Women with chronic HBP need to continue taking drugs to control blood pressure, although these are replaced with pregnancy-safe alternatives. Generally, HBP is not a contraindication for conceiving, but it is important to remain controlled throughout pregnancy. This is achieved by medication adjustment through frequent monitoring of the mother’s health and the baby’s development (for instance with blood and kidney-function tests as well as ultrasound scans).
The major endocrine organs – namely the pituitary, thyroid gland, adrenal gland and ovary – play very important roles in fertility and during pregnancy. Therefore conditions linked to abnormal endocrine function often lead to infertility and pregnancy complications.

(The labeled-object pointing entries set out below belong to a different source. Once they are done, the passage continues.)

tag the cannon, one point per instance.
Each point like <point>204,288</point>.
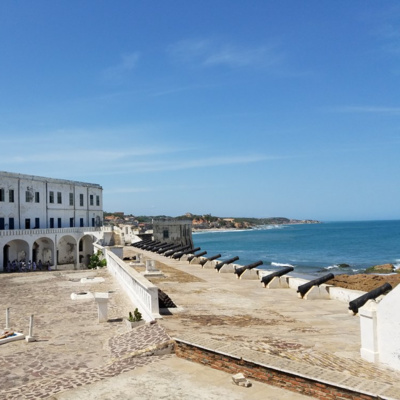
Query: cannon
<point>141,243</point>
<point>303,289</point>
<point>150,245</point>
<point>189,251</point>
<point>210,259</point>
<point>357,303</point>
<point>226,262</point>
<point>165,248</point>
<point>172,250</point>
<point>157,246</point>
<point>239,271</point>
<point>197,255</point>
<point>268,278</point>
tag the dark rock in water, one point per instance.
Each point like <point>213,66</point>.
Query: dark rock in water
<point>383,268</point>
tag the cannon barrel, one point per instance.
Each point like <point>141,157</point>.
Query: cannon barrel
<point>178,253</point>
<point>142,243</point>
<point>192,250</point>
<point>189,251</point>
<point>303,289</point>
<point>157,246</point>
<point>357,303</point>
<point>239,271</point>
<point>210,259</point>
<point>149,244</point>
<point>226,262</point>
<point>165,248</point>
<point>172,250</point>
<point>268,278</point>
<point>197,255</point>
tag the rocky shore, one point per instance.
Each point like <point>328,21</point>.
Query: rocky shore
<point>365,282</point>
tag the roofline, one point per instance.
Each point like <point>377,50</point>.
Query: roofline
<point>42,178</point>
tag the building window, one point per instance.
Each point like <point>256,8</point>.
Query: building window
<point>28,196</point>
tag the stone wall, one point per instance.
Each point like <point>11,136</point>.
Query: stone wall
<point>279,378</point>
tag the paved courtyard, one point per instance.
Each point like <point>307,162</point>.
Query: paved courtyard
<point>76,357</point>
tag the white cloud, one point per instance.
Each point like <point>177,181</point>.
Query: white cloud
<point>368,110</point>
<point>118,72</point>
<point>210,53</point>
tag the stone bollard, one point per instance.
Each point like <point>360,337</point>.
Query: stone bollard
<point>30,337</point>
<point>102,300</point>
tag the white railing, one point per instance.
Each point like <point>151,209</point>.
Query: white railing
<point>47,231</point>
<point>142,293</point>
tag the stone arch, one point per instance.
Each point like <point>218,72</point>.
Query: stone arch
<point>18,250</point>
<point>66,251</point>
<point>86,249</point>
<point>43,250</point>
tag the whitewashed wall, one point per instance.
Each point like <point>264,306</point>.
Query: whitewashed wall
<point>388,329</point>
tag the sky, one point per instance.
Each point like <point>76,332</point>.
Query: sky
<point>261,108</point>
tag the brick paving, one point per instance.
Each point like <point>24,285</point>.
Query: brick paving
<point>220,308</point>
<point>72,348</point>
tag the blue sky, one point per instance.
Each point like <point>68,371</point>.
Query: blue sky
<point>261,108</point>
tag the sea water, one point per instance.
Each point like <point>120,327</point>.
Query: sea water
<point>309,248</point>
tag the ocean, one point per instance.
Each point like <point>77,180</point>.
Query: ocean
<point>311,249</point>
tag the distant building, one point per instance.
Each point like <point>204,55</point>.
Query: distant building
<point>46,219</point>
<point>173,231</point>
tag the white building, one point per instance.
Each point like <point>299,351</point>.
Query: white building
<point>52,220</point>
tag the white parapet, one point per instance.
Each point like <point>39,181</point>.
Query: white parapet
<point>210,264</point>
<point>317,293</point>
<point>388,329</point>
<point>227,268</point>
<point>142,293</point>
<point>252,274</point>
<point>368,326</point>
<point>102,301</point>
<point>279,282</point>
<point>197,260</point>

Common endocrine disorders include hypothyroidism or hyperthyroidism, and hyperprolactinemia among others. These can be managed / solved with medical treatments, allowing fertility and pregnancy to occur. Regular screenings and blood tests in these cases can detect problems and lead to the desired outcome, a successful assisted conception, pregnancy with minimal complications and birth of a healthy baby.
For couples with genetic conditions, we offer genetic counselling and careful planning for avoiding propagation of the affected genes.
If the genetic condition does not affect fertility (as in male patients with cystic fibrosis, for instance), fertilization following IVF can be easily achieved. The next step in these instances is to screen the prospective embryo(s) with Preimplantation Genetic Diagnosis (PGD) and / or Preimplanation Genetic Screening (PGS) to select the best one(s) – the non-carrier(s) of the genetic condition – for transfer in the womb.
In cases that the genetic condition influences the success of IVF, a treatment or employment of a method (such as Testicular Sperm Extraction (TESE) in the case of cystic fibrosis) are a pre-requisite to the ART. If successful, the obtained embryo(s) will again be screened and selected for avoiding adverse heredity with PGD and / or PGS.